La gogna mediatica sulla ristoratrice di San Pantaleo: quando la stampa condanna senza prove!!
di Fausto Farinelli
L’omicidio di Cinzia Pinna, avvenuto a Palau nella residenza di Emanuele Ragnedda, è una tragedia che avrebbe richiesto rispetto e sobrietà. Invece, la cronaca si è trasformata in una gogna mediatica, con la ristoratrice di San Pantaleo — estranea ai fatti — messa ingiustamente al centro di sospetti e insinuazioni da parte di troppi giornali e trasmissioni televisive.
La cronaca nera, lo sappiamo, fa vendere: sangue, dolore e sospetti portano click, copie e ascolti. Ma ciò che è accaduto dopo il delitto di Palau ha superato ogni limite. Non bastava raccontare il dramma e attendere l’esito delle indagini: una parte consistente della stampa ha scelto di insinuare, forzare, creare un colpevole “di contorno”, trasformando la vita di una donna innocente in materiale da spettacolo.
La ristoratrice di San Pantaleo è stata travolta da microfoni, telecamere, titoli e insinuazioni costruite con il condizionale — “avrebbe”, “sarebbe”, “potrebbe” — termini usati non per informare, ma per lanciare ombre e sospetti senza mai assumersi la responsabilità di un’accusa diretta. È un linguaggio subdolo e vigliacco che finge prudenza ma in realtà avvelena la reputazione di chi ne è bersaglio.
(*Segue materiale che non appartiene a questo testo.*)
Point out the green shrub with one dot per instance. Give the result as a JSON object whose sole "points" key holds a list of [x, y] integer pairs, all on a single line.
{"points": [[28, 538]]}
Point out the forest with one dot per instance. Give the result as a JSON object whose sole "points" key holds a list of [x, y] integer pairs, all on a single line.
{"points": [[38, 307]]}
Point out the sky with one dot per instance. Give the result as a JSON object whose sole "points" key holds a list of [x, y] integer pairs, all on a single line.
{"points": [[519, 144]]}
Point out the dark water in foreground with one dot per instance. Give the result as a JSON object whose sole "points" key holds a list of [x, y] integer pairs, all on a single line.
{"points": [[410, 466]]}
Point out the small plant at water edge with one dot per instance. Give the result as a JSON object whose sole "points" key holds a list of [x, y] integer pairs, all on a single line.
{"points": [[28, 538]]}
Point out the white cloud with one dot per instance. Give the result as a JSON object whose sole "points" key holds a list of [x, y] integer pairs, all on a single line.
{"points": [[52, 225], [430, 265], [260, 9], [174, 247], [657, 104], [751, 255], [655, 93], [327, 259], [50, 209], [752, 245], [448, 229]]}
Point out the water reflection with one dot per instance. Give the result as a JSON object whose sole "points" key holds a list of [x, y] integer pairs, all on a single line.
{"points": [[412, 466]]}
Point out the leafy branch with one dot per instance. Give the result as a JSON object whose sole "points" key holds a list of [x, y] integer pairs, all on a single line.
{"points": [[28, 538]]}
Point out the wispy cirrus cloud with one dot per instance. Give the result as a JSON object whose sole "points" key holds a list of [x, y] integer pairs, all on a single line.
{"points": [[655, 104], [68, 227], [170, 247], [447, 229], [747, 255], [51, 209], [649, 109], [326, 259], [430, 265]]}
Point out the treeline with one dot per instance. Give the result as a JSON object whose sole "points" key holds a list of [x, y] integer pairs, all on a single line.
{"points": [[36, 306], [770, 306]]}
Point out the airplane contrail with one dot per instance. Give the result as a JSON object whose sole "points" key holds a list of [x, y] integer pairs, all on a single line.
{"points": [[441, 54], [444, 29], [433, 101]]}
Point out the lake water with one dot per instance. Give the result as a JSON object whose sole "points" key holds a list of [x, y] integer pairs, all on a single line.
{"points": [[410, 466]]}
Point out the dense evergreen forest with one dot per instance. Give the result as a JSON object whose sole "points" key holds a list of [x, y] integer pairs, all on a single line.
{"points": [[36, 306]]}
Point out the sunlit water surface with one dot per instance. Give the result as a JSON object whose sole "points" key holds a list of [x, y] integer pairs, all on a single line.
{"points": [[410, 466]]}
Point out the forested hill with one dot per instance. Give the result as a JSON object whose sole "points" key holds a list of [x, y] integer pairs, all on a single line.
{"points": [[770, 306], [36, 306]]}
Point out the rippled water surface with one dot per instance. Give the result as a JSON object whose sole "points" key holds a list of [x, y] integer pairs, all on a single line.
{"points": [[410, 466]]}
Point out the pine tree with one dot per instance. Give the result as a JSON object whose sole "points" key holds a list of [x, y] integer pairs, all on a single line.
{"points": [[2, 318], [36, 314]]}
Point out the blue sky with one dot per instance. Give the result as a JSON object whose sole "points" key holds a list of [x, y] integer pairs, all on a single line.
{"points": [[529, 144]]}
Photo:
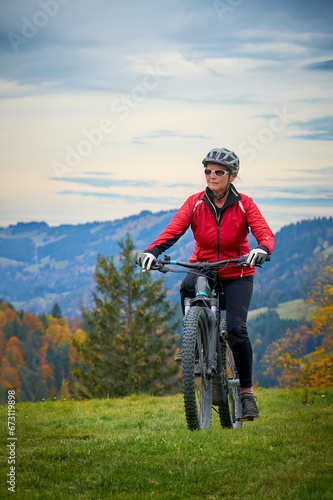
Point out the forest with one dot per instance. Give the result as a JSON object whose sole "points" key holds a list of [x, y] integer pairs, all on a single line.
{"points": [[125, 343]]}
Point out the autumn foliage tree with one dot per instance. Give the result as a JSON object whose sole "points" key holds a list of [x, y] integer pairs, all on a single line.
{"points": [[289, 359], [36, 354], [131, 337]]}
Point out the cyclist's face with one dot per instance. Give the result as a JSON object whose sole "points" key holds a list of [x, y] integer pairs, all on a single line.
{"points": [[217, 184]]}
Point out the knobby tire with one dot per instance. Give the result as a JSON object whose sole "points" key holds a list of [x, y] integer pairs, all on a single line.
{"points": [[197, 388]]}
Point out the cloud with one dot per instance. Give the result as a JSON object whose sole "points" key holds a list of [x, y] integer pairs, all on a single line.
{"points": [[295, 202], [126, 197], [321, 66], [167, 134], [318, 129], [107, 183]]}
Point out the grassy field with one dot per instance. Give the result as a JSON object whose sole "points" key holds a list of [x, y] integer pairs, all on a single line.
{"points": [[138, 447]]}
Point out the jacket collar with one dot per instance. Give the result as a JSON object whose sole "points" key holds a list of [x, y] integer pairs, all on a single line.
{"points": [[208, 197]]}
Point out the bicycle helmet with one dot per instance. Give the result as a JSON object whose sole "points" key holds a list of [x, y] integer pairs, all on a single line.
{"points": [[222, 156]]}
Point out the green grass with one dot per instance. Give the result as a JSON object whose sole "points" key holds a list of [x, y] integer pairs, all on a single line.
{"points": [[139, 447]]}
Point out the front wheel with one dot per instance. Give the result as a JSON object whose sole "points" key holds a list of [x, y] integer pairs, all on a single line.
{"points": [[197, 388]]}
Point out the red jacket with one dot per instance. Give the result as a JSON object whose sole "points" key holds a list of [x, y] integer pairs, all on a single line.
{"points": [[219, 233]]}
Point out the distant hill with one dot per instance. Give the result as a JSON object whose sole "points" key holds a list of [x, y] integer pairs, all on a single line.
{"points": [[41, 265]]}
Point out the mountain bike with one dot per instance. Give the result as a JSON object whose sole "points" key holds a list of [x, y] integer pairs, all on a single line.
{"points": [[209, 374]]}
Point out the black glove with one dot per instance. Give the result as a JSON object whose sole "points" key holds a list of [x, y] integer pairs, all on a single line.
{"points": [[257, 256], [145, 260]]}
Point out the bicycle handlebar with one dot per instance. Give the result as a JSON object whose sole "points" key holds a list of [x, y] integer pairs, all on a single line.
{"points": [[161, 264]]}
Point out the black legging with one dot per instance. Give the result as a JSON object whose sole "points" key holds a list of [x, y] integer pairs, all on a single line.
{"points": [[237, 293]]}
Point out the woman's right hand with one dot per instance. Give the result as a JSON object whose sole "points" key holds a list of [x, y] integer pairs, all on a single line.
{"points": [[145, 260]]}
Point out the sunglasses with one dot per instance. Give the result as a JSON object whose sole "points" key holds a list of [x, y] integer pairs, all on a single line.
{"points": [[218, 173]]}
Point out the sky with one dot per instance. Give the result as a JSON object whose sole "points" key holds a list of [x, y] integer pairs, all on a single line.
{"points": [[108, 108]]}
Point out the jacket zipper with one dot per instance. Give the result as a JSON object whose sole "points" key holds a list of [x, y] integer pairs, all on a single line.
{"points": [[217, 220]]}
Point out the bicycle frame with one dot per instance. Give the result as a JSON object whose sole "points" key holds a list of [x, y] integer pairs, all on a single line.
{"points": [[227, 385]]}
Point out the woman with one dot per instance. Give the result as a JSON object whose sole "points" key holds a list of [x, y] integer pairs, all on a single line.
{"points": [[220, 219]]}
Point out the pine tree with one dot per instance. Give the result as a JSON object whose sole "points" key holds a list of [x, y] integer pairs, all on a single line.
{"points": [[131, 336]]}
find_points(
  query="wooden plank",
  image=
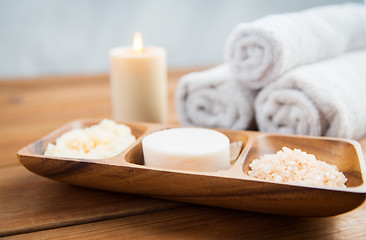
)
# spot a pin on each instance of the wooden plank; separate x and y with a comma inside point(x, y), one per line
point(32, 203)
point(196, 222)
point(31, 108)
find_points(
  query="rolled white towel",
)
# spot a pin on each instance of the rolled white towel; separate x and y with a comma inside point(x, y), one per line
point(209, 99)
point(261, 51)
point(327, 98)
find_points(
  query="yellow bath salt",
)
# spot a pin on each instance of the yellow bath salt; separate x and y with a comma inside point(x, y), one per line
point(296, 166)
point(100, 141)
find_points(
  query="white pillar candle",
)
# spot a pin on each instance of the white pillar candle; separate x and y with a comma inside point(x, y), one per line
point(193, 149)
point(139, 83)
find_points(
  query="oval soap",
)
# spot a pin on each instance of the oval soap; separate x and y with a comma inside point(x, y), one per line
point(193, 149)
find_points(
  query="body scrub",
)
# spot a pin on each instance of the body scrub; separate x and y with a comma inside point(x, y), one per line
point(193, 149)
point(104, 140)
point(296, 166)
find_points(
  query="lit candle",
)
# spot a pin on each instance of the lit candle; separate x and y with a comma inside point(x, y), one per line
point(138, 82)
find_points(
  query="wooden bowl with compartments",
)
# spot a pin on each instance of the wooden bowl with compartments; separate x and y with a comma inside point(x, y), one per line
point(232, 188)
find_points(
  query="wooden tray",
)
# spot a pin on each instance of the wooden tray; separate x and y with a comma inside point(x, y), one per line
point(232, 188)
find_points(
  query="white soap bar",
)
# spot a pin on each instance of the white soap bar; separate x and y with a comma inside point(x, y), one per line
point(193, 149)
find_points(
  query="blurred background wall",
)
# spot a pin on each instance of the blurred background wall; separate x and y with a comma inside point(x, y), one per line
point(53, 37)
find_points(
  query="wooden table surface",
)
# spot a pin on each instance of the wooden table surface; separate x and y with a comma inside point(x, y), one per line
point(33, 207)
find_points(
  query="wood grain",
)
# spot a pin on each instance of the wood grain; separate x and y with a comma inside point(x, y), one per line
point(32, 203)
point(31, 108)
point(196, 222)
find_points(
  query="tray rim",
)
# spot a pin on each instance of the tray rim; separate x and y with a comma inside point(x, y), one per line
point(233, 169)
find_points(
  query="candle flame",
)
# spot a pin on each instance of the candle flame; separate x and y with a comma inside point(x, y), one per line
point(137, 42)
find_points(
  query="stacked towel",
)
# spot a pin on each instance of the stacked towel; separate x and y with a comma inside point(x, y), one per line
point(261, 51)
point(270, 56)
point(327, 98)
point(209, 99)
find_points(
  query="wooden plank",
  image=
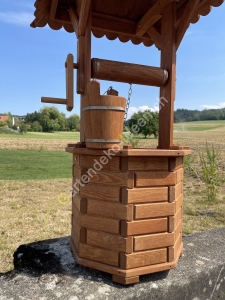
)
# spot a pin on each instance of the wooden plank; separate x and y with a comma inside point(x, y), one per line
point(53, 8)
point(102, 224)
point(143, 211)
point(98, 254)
point(178, 202)
point(175, 163)
point(109, 178)
point(151, 17)
point(74, 19)
point(143, 226)
point(155, 179)
point(101, 192)
point(168, 61)
point(83, 17)
point(110, 241)
point(156, 36)
point(180, 174)
point(147, 163)
point(110, 210)
point(188, 13)
point(144, 195)
point(76, 214)
point(125, 280)
point(92, 161)
point(141, 259)
point(153, 241)
point(129, 73)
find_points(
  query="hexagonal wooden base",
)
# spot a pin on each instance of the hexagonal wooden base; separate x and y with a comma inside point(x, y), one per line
point(127, 210)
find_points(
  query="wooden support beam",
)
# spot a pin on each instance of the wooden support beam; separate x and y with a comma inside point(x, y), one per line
point(74, 19)
point(167, 92)
point(185, 20)
point(53, 9)
point(129, 73)
point(83, 17)
point(151, 17)
point(156, 36)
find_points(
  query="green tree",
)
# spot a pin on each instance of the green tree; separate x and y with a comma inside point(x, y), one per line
point(146, 123)
point(51, 119)
point(73, 122)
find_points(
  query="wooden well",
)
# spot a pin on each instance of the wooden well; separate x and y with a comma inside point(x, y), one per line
point(127, 220)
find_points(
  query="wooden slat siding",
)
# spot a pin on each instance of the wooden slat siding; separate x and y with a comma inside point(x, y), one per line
point(143, 226)
point(76, 160)
point(144, 195)
point(168, 61)
point(185, 20)
point(76, 214)
point(101, 224)
point(177, 217)
point(178, 230)
point(141, 259)
point(89, 161)
point(143, 179)
point(153, 241)
point(75, 240)
point(76, 201)
point(98, 254)
point(180, 174)
point(151, 17)
point(110, 241)
point(110, 210)
point(125, 280)
point(109, 178)
point(143, 211)
point(147, 163)
point(178, 203)
point(74, 19)
point(175, 163)
point(101, 192)
point(171, 225)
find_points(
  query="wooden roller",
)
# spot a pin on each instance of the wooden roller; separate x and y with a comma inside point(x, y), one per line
point(129, 73)
point(69, 87)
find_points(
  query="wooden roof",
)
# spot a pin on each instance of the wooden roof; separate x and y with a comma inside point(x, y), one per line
point(135, 20)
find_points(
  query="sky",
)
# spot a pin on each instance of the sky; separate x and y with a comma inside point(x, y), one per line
point(32, 63)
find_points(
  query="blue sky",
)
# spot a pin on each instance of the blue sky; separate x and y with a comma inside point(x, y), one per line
point(32, 63)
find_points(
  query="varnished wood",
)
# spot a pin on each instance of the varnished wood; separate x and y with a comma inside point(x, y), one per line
point(143, 226)
point(151, 17)
point(141, 259)
point(128, 73)
point(168, 61)
point(110, 241)
point(185, 20)
point(153, 241)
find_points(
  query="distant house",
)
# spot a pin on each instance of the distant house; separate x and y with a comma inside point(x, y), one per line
point(4, 118)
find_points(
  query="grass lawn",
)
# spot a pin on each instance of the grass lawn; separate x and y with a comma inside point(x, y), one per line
point(34, 164)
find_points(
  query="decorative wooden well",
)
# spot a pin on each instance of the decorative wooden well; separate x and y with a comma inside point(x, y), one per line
point(126, 203)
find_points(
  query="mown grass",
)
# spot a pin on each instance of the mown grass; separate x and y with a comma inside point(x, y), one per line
point(33, 164)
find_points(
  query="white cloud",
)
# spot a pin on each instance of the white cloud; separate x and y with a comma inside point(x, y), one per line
point(22, 18)
point(133, 110)
point(208, 106)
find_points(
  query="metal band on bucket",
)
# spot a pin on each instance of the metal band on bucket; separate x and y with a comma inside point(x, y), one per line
point(104, 108)
point(102, 141)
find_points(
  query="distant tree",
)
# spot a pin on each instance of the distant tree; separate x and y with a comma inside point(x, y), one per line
point(146, 123)
point(73, 122)
point(52, 120)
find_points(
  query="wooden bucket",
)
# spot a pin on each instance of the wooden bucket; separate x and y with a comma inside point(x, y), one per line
point(103, 118)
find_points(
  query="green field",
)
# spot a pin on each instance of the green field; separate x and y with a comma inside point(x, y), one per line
point(34, 164)
point(58, 135)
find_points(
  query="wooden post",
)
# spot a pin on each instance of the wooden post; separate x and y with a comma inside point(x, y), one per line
point(84, 61)
point(168, 62)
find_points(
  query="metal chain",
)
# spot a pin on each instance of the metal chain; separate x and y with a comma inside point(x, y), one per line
point(128, 102)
Questa non è informazione, è un vergognoso reality del dolore. È l’ennesima dimostrazione di come troppi quotidiani e trasmissioni televisive abbiano smarrito il senso del limite, trasformandosi in arene dove la vita privata delle persone diventa intrattenimento, e il dolore si riduce a merce da vendere.
E allora, a voi giornalisti e conduttori, ma soprattutto editori, “moralmente distratti”, va rivolta una domanda che non ammette scuse: se fosse la vostra vita privata a essere violata, se fosse il vostro volto sbattuto in prima pagina, se foste voi a subire un processo mediatico senza prove, come reagireste? E come giudichereste i vostri stessi colleghi che vi hanno condannato in diretta?
Il delitto di Palau è un fatto gravissimo, e la verità spetta alla giustizia. Ma quando l’informazione dimentica la sua funzione e diventa strumento di gogna, non solo tradisce gli innocenti, ma infanga la memoria delle vittime e distrugge la dignità del giornalismo stesso.
Perché chi condanna senza prove non fa cronaca: fa solo spettacolo. E chi trasforma il dolore in spettacolo non è giornalista, è un mercante di tragedie.
Un invito a tutte le lettrici e i lettori: non cadete nel tranello di questo giornalismo sciatto, boicottate chi tenta di boicottare la vostra mente.